Bug 16912 - c:param encodes URL with default URLEncoder.encode(str), while must with URLEncoder.encode(str, encoding)
Summary: c:param encodes URL with default URLEncoder.encode(str), while must with URLE...
Status: RESOLVED FIXED
Alias: None
Product: Taglibs
Classification: Unclassified
Component: Standard Taglib (show other bugs)
Version: 1.0
Hardware: All All
: P3 major with 3 votes (vote)
Target Milestone: ---
Assignee: Tomcat Developers Mailing List
URL:
Keywords:
: 19477 (view as bug list)
Depends on:
Blocks:
 
Reported: 2003-02-09 08:16 UTC by Vit Timchishin
Modified: 2004-11-16 19:05 UTC (History)
1 user (show)



Attachments

Note You need to log in before you can comment on or make changes to this bug.
Description Vit Timchishin 2003-02-09 08:16:23 UTC
Summary says the problem - it does not work well with cyrillic.
The fix is:
ParamSupport.java (common/core), line 123:
        try
        {
        if (encode) {
            parent.addParameter(
                URLEncoder.encode(name,
pageContext.getResponse().getCharacterEncoding()), URLEncoder.encode(value,
pageContext.getResponse().getCharacterEncoding()));
        } else
            parent.addParameter(name, value);
        }
        catch (java.io.UnsupportedEncodingException e)
        {throw new JspException(e.toString());}
Comment 1 Pierre Delisle 2003-02-26 22:54:06 UTC
Thanks for the bug report.

Fix is more elaborate than the one suggested because
URLEncoder.encode(String, String) is new since J2SE 1.4 and
JSTL 1.0 must also run on previous releases of J2SE.
Comment 2 Stefan Kuehnel 2003-02-27 15:14:13 UTC
From my understanding of the documentation for URLEncoder and the implementation 
notes of the HTML spec 
(http://www.w3.org/TR/html40/appendix/notes.html#non-ascii-chars), the parameter 
name and value should be encoded using UTF-8, not using the document encoding as 
the current fix does.  Looking at the Tomcat 4.x sources 
(http://cvs.apache.org/viewcvs.cgi/jakarta-tomcat-4.0/catalina/src/share/org/apa
che/catalina/connector/HttpRequestBase.java), it seems it uses the document 
encoding for parameter decoding, but shouldn't there at least be an option to 
specify the parameter encoding to use?
Comment 3 Vit Timchishin 2003-02-27 15:41:57 UTC
This would be more correct as soon as this would be parsed correctly by tomcat.
For now next test:
<c:out value="${param.param}"/>
<p><a href='test3.jsp?param=<%= java.net.URLEncoder.encode("&#1055;&#1088;&#1080;&#1074;&#1077;&#1090;", "UTF-8")
%>'>Click</a>

(file is test3.jsp) gives test3.jsp?param=%D0%9F%D1%80%D0%B8%D0%B2%D0%B5%D1%82
URL that is parsed correctly in Mozilla (displayed OK in status bar), but
incorrectly in Tomcat - &#1072;&#65533;&#1073;&#65533;&#1072;&#1048;&#1072;&#1042;&#1072;&#1045;&#1073;&#65533; is displayed by c:out instead of &#1055;&#1088;&#1080;&#1074;&#1077;&#1090;.
Note that the test3.jsp also has next statements (that allows me to use cyrillic
correctly):
<%@ page pageEncoding="windows-1251" %>
<% if (request.getCharacterEncoding() == null)
request.setCharacterEncoding(response.getCharacterEncoding());
%>
Comment 4 Dmitry Andrianov 2003-03-05 15:11:36 UTC
Tha way you fixed this bug will work on JDK 1.4 but will fallback to old 
behavior on JDK 1.3. In fact that means bug is not fixed.

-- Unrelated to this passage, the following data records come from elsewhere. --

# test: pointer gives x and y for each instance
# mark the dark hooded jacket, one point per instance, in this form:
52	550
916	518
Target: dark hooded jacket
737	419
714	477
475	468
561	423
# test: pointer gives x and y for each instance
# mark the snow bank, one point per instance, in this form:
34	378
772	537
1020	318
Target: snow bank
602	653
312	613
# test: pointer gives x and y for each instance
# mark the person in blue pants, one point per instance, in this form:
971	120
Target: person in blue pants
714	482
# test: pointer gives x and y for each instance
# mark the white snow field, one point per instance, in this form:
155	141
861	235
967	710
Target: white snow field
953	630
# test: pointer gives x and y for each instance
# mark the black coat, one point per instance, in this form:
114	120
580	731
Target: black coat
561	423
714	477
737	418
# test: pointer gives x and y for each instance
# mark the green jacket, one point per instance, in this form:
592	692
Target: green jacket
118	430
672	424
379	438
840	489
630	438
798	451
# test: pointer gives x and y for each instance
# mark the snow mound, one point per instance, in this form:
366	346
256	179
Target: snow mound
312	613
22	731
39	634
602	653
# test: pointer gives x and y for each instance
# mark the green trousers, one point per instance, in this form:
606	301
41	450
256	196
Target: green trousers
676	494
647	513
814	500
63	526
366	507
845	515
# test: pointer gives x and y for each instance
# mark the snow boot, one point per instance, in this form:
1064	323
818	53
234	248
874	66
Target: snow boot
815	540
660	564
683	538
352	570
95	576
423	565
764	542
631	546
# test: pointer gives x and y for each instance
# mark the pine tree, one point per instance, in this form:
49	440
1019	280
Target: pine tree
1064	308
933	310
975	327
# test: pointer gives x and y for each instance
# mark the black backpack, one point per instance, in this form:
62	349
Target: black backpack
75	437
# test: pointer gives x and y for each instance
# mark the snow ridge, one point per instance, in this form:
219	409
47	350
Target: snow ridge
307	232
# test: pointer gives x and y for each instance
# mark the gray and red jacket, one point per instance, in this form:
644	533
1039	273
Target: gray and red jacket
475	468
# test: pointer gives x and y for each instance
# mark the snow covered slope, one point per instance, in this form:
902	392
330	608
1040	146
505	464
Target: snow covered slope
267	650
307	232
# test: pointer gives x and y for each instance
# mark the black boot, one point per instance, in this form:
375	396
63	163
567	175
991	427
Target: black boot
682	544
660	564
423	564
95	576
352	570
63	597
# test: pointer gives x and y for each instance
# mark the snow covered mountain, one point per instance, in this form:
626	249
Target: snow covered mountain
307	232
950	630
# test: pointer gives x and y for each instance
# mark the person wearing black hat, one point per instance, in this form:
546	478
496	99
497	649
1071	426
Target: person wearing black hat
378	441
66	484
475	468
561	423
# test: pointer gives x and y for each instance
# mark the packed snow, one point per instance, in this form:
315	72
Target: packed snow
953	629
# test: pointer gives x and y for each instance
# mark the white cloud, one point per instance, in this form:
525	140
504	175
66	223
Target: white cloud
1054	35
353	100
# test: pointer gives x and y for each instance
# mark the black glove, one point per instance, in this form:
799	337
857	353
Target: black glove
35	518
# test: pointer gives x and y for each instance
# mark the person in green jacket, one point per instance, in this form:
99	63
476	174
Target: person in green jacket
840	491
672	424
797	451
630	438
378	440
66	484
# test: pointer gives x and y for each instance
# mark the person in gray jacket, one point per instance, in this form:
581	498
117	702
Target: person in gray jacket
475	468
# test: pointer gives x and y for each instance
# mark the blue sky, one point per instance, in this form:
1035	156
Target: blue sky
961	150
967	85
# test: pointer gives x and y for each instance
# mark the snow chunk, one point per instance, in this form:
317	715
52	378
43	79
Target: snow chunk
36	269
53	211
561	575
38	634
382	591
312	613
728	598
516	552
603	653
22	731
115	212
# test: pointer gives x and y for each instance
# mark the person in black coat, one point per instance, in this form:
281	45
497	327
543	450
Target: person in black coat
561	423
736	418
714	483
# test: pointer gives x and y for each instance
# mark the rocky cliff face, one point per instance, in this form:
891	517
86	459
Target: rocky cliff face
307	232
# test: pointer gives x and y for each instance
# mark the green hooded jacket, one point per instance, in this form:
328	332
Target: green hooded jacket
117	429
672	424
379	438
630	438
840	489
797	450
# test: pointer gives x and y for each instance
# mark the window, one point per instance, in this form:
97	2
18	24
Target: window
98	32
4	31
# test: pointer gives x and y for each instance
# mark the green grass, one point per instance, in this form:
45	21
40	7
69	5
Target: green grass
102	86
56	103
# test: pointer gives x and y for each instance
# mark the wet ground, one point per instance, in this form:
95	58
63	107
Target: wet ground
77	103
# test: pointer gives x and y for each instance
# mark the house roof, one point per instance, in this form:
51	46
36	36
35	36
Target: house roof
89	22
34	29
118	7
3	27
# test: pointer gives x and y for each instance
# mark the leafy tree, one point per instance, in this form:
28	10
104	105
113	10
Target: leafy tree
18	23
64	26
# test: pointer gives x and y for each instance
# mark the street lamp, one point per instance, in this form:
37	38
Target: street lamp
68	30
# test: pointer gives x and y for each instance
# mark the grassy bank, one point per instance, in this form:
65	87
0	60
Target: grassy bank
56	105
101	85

It would be better to implement your own urlEncode implementation inside JSTL 
and use it on JDK 1.3. Simplest way is to use URLEncoder.encode source from 1.4
Comment 5 Pierre Delisle 2003-04-30 14:33:15 UTC
*** Bug 19477 has been marked as a duplicate of this bug. ***
Comment 6 Pierre Delisle 2003-04-30 23:01:52 UTC
Stefan is right about the HTML spec. However, this part of the HTML
spec was apparently produced too late to have an impact on
reality. Browsers generally encode the query string using the
character encoding of the page containing the form. Moreover,
the JSP 2.0 spec also adopts this convention for internally
generated query strings.

It therefore seems wise to follow suit with what everyone else is doing.

I've updated the code to do the encoding as follows:
   Util.URLEncode(name, enc)
where the URLEncode method has been lifted from the Jasper2 source code
(we now use the same code for both J2SE 1.3 and J2SE 1.4),
and where enc is 'pageContext.getResponse().getCharacterEncoding()'.